Dec 02 2008

Review: The Illearth War

Sometime later, Covenant climbed to his feet, hugging the pain in his chest. His voice was weak from the effort of speaking around his hurt. “Bannor.”


“Tell the High Lord about this. Tell her everything–about Trell and me–and Troy.”


“And, Bannor–”

The Bloodguard waited impassively.

“I wouldn’t do it again–attack a girl like that. I would take it back if I could.” He said it as if it were a promise that he owed Bannor for saving his life.

But Bannor gave no sign that he understood or cared what the Unbeliever was saying.

After a while, Covenant went on, “Bannor, you’re practically the only person around here who hasn’t at least tried to forgive me for anything.”

“The Bloodguard do not forgive.”

“I know. I remember. I should count my blessings.” With his arms wrapped around his chest to hold the pieces of himself together, he went back to his rooms.

Rating: ★★★★★

When I first read these books as a kid, The Illearth War was my least favorite. Middle books of trilogies are rarely the strongest anyway, since you don’t get the excitement of meeting a bunch of new characters or the climax of the ending. I didn’t like the fact that the main character from the entire first book disappeared for half of this one; and I didn’t like Hile Troy in the position of protagonist. Most of the interplay between Covenant and Elena went over my head at that age (probably a good thing). Foamfollower, one of the best characters of the first book, is missing in this one. All in all, I found it a disappointment.

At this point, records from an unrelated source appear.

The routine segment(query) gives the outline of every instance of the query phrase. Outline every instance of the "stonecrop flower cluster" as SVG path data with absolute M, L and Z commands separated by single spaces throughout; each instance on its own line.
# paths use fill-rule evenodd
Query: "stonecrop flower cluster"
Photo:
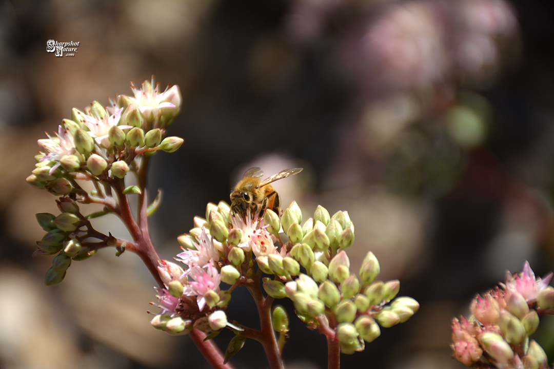
M 506 282 L 471 304 L 471 316 L 454 318 L 454 357 L 466 366 L 500 369 L 547 369 L 546 354 L 529 336 L 539 316 L 554 314 L 551 272 L 543 278 L 525 262 L 523 272 L 507 272 Z
M 290 299 L 309 327 L 353 354 L 379 336 L 379 326 L 403 323 L 419 308 L 411 298 L 394 299 L 398 280 L 376 280 L 379 266 L 373 253 L 366 256 L 359 277 L 351 273 L 345 249 L 354 241 L 354 226 L 346 211 L 331 217 L 320 206 L 301 224 L 295 202 L 280 219 L 269 209 L 263 217 L 243 218 L 222 201 L 208 204 L 206 215 L 195 217 L 195 227 L 178 237 L 183 252 L 176 260 L 186 269 L 169 262 L 160 267 L 167 288 L 157 290 L 161 311 L 151 321 L 156 328 L 174 334 L 220 330 L 230 325 L 224 310 L 232 291 L 261 283 L 269 297 Z M 220 280 L 230 287 L 220 289 Z M 273 326 L 288 330 L 286 324 Z M 230 328 L 241 334 L 243 328 Z
M 47 233 L 37 242 L 33 255 L 58 254 L 47 272 L 47 284 L 61 282 L 72 259 L 86 258 L 109 246 L 124 250 L 122 242 L 95 230 L 89 220 L 113 212 L 134 222 L 126 212 L 125 195 L 144 196 L 141 179 L 146 170 L 145 158 L 158 150 L 173 152 L 183 143 L 182 138 L 165 137 L 166 127 L 181 109 L 178 87 L 168 86 L 160 92 L 152 79 L 140 90 L 131 83 L 131 89 L 134 96 L 119 95 L 110 100 L 109 107 L 94 101 L 83 111 L 74 108 L 71 119 L 64 119 L 55 135 L 38 140 L 42 151 L 35 156 L 36 168 L 27 180 L 60 196 L 57 202 L 61 212 L 37 215 Z M 138 185 L 125 187 L 124 179 L 129 172 L 139 179 Z M 95 189 L 88 192 L 83 181 L 91 183 Z M 99 204 L 104 210 L 85 216 L 78 202 Z M 135 232 L 135 238 L 140 238 L 138 233 Z M 91 242 L 91 238 L 100 241 Z

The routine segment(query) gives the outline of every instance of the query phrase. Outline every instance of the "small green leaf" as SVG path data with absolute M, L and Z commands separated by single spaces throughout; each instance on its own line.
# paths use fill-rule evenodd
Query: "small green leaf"
M 218 335 L 220 333 L 221 333 L 221 331 L 222 331 L 222 330 L 223 330 L 223 329 L 220 329 L 219 330 L 214 331 L 213 332 L 212 332 L 209 335 L 208 335 L 207 336 L 206 336 L 206 337 L 205 339 L 204 339 L 204 341 L 207 341 L 208 340 L 211 340 L 212 338 L 217 337 Z
M 160 207 L 160 205 L 162 204 L 162 198 L 163 197 L 163 193 L 162 192 L 161 190 L 158 190 L 158 194 L 156 196 L 156 199 L 154 199 L 154 201 L 150 203 L 150 205 L 148 206 L 146 209 L 146 215 L 150 216 L 158 210 Z
M 233 337 L 233 339 L 229 342 L 227 350 L 225 351 L 225 358 L 223 359 L 223 364 L 227 364 L 231 358 L 237 355 L 237 353 L 240 351 L 240 349 L 244 346 L 244 342 L 246 337 L 243 336 L 237 335 Z
M 138 186 L 129 186 L 123 190 L 124 195 L 128 194 L 137 194 L 140 195 L 141 194 L 140 189 L 138 188 Z

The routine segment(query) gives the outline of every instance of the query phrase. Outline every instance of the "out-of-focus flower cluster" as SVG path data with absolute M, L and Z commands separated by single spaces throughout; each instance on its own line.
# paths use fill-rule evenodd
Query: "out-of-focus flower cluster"
M 183 252 L 177 260 L 188 269 L 168 262 L 162 268 L 167 288 L 158 290 L 162 311 L 152 325 L 171 333 L 220 329 L 230 292 L 255 283 L 261 272 L 273 276 L 262 278 L 268 295 L 290 298 L 299 317 L 338 339 L 344 353 L 363 351 L 364 341 L 381 334 L 379 325 L 403 323 L 417 311 L 413 299 L 394 299 L 398 280 L 377 280 L 380 269 L 373 253 L 366 256 L 359 277 L 351 273 L 345 250 L 354 241 L 354 226 L 347 212 L 330 216 L 320 206 L 313 217 L 302 220 L 296 202 L 280 219 L 268 209 L 263 218 L 245 220 L 225 202 L 208 204 L 206 219 L 196 217 L 196 227 L 178 238 Z M 231 288 L 220 290 L 220 280 Z
M 38 140 L 42 151 L 35 156 L 36 168 L 27 182 L 60 196 L 57 202 L 61 214 L 42 213 L 37 218 L 47 233 L 37 242 L 33 254 L 53 255 L 47 284 L 61 282 L 71 259 L 82 259 L 96 247 L 83 243 L 89 237 L 100 239 L 104 246 L 115 246 L 115 240 L 96 232 L 89 219 L 116 211 L 117 199 L 112 190 L 119 186 L 121 193 L 140 193 L 136 186 L 125 188 L 128 172 L 136 174 L 141 160 L 157 150 L 172 152 L 183 143 L 178 137 L 165 137 L 166 128 L 179 112 L 179 87 L 175 85 L 160 92 L 159 84 L 145 81 L 140 90 L 131 84 L 134 97 L 117 96 L 105 107 L 94 101 L 83 111 L 73 108 L 71 119 L 64 119 L 54 136 Z M 90 193 L 79 181 L 91 181 Z M 105 211 L 83 215 L 76 202 L 105 205 Z M 89 247 L 90 246 L 90 247 Z
M 453 321 L 454 358 L 480 368 L 550 368 L 544 350 L 529 336 L 538 327 L 539 315 L 554 314 L 552 276 L 535 278 L 525 262 L 523 272 L 509 272 L 500 288 L 478 295 L 469 319 Z

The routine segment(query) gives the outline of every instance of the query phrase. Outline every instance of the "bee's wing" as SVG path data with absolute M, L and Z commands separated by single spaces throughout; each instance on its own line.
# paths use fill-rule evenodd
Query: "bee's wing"
M 290 177 L 291 175 L 294 175 L 295 174 L 302 171 L 302 169 L 303 169 L 303 168 L 291 168 L 289 169 L 281 170 L 276 174 L 274 174 L 269 178 L 266 178 L 263 180 L 260 183 L 260 184 L 256 186 L 256 188 L 263 187 L 265 185 L 269 184 L 271 182 L 275 182 L 278 179 L 281 179 L 281 178 L 285 178 L 286 177 Z
M 264 172 L 261 171 L 261 169 L 258 168 L 257 167 L 254 167 L 254 168 L 251 168 L 246 171 L 244 173 L 244 175 L 243 176 L 243 178 L 259 178 L 264 175 Z

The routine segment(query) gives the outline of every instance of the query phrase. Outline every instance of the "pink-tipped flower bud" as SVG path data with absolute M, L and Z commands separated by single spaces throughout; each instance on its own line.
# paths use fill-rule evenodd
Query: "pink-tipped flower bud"
M 123 178 L 129 171 L 129 166 L 124 160 L 114 162 L 111 164 L 111 174 L 114 177 Z
M 159 147 L 166 153 L 172 153 L 177 151 L 184 142 L 181 137 L 170 136 L 163 139 Z
M 209 328 L 217 331 L 223 329 L 227 325 L 227 316 L 222 310 L 216 310 L 208 317 Z
M 232 231 L 229 232 L 229 235 L 230 235 L 232 232 Z M 227 258 L 229 259 L 229 261 L 231 262 L 231 263 L 233 264 L 233 265 L 235 267 L 238 267 L 242 264 L 244 261 L 244 251 L 240 247 L 237 247 L 236 246 L 233 247 L 229 251 L 229 254 L 227 256 Z
M 332 308 L 341 300 L 341 294 L 333 282 L 329 279 L 319 286 L 317 293 L 319 298 L 329 308 Z
M 493 358 L 502 364 L 514 360 L 514 351 L 502 336 L 493 332 L 485 332 L 479 337 L 485 350 Z
M 316 261 L 312 264 L 311 276 L 318 283 L 321 283 L 327 280 L 327 276 L 329 274 L 329 269 L 327 266 L 320 261 Z
M 537 305 L 542 310 L 554 310 L 554 287 L 547 286 L 538 293 Z
M 350 274 L 341 283 L 341 292 L 345 299 L 350 299 L 360 292 L 360 282 L 356 276 Z
M 390 310 L 382 310 L 376 318 L 379 324 L 384 328 L 389 328 L 400 323 L 400 316 L 398 314 Z
M 330 220 L 331 216 L 329 215 L 329 212 L 327 211 L 327 209 L 321 205 L 317 205 L 317 207 L 315 209 L 315 212 L 314 213 L 314 221 L 316 222 L 319 221 L 326 226 L 329 224 L 329 221 Z
M 379 261 L 373 253 L 370 251 L 363 258 L 362 267 L 360 268 L 360 277 L 362 279 L 362 284 L 366 285 L 372 283 L 379 276 L 380 272 Z
M 100 175 L 107 168 L 107 163 L 100 155 L 93 154 L 86 159 L 86 168 L 94 175 Z
M 235 284 L 235 282 L 240 278 L 240 272 L 237 270 L 237 268 L 232 265 L 226 265 L 221 268 L 221 281 L 230 284 Z
M 336 283 L 342 283 L 350 276 L 350 260 L 344 251 L 341 251 L 329 263 L 329 277 Z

Reading it now, I like it much more and find it just as strong as the others. Hile Troy is the perfect contrast to Covenant: a man who was also whisked away from our world to the Land, but who embraces everything about it and wants to be a hero. He has none of Covenant’s fear of power, and dismisses Covenant’s prediction that he’s setting himself up for a fall. If you spent the first book wishing Covenant would stop crying about stuff and start blasting bad guys with his ring—well, Hile Troy is your guy.

Bannor really starts to comes to life as a character here, as he’s forced to take a more active role between Covenant and the Land. The scene I quoted above sums up Bannor and the Bloodguard: they’re completely devoted to their honor and the Vow they made to the Land, and the power of that Vow has given them a nearly unstoppable ability to keep it. But if it is ever broken, how will they handle that?

Mhoram starts to shine here too, especially when Troy puts the survival of the army on his shoulders. A main theme of these first three books is the balance between passion and control—Covenant’s wild magic and Elena’s desperation versus the stoicism of the Bloodguard and the Lords’ Oath of Peace. That develops further in the next book, but Mhoram starts to see the possibilities here.

There is also more action in this book than the first one, with two armies on the move and other things going on elsewhere. That partly reflects Hile Troy’s influence, as he’s very much a man of action who makes Covenant look like a man of sitting around and fretting. By the end of the book, I like Troy a lot. He may not always do the smartest thing, and definitely not the safest thing, but he always has the right intentions.